|
|
|
|
|
by mistercow
1235 days ago
|
|
"However some advantages can disappear when you put constraints on the output such as quality and correctness." Only if you suppose that the ideal output is superhuman. In the case of OpenAI et al, that's arguably the case, but those aren't the players that are going to get into an arms race with detection anyway. They want it to be relatively easy to detect AI generated content, because they're not in the plagiarism business, and anti-plagiarism measures will get the public and media off their backs. And nobody who is interested in targeting plagiarism has nearly the funding to build their own LLM on a level that matters. So if there's an arms race in the near term, I expect it will be with postprocessors instead. These will be much smaller models (i.e. runs in your browser, or at least on a small backend machine) that take the output of ChatGPT and tweak it to fool detectors. They won't care about maximizing quality or accuracy, but will just care about preserving meaning while erasing statistical signs of AI generation. I don't know if the business case for that will be there. It's there for selling papers, and almost certainly some people will try their hand at these models just for the challenge and/or to prove a point. |
|
Most humans can’t write say an essay to save their life.
And those who do write very well tend to have their own signature.
Whilst it’s not 100% accurate we’ve managed to fairly successfully attribute a lot of unknown works to specific authors based on their known works.

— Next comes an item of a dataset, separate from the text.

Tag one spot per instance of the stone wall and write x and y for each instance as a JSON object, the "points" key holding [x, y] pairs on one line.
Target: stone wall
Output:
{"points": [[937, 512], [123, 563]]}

So if you create a generator that produces output equals to say top 1% of human authors I’m not entirely sure that you can get one that doesn’t have its own signature.
Because whilst as you said most humans produce output that is statistically indistinguishable from most other humans the output that tends to survive selection bias and become known works is quite distinguishable by definition.
So you don’t even need to get to superhuman capability you just need to get to a high enough output quality that it would limit the statistical search space from billions to millions or even thousands.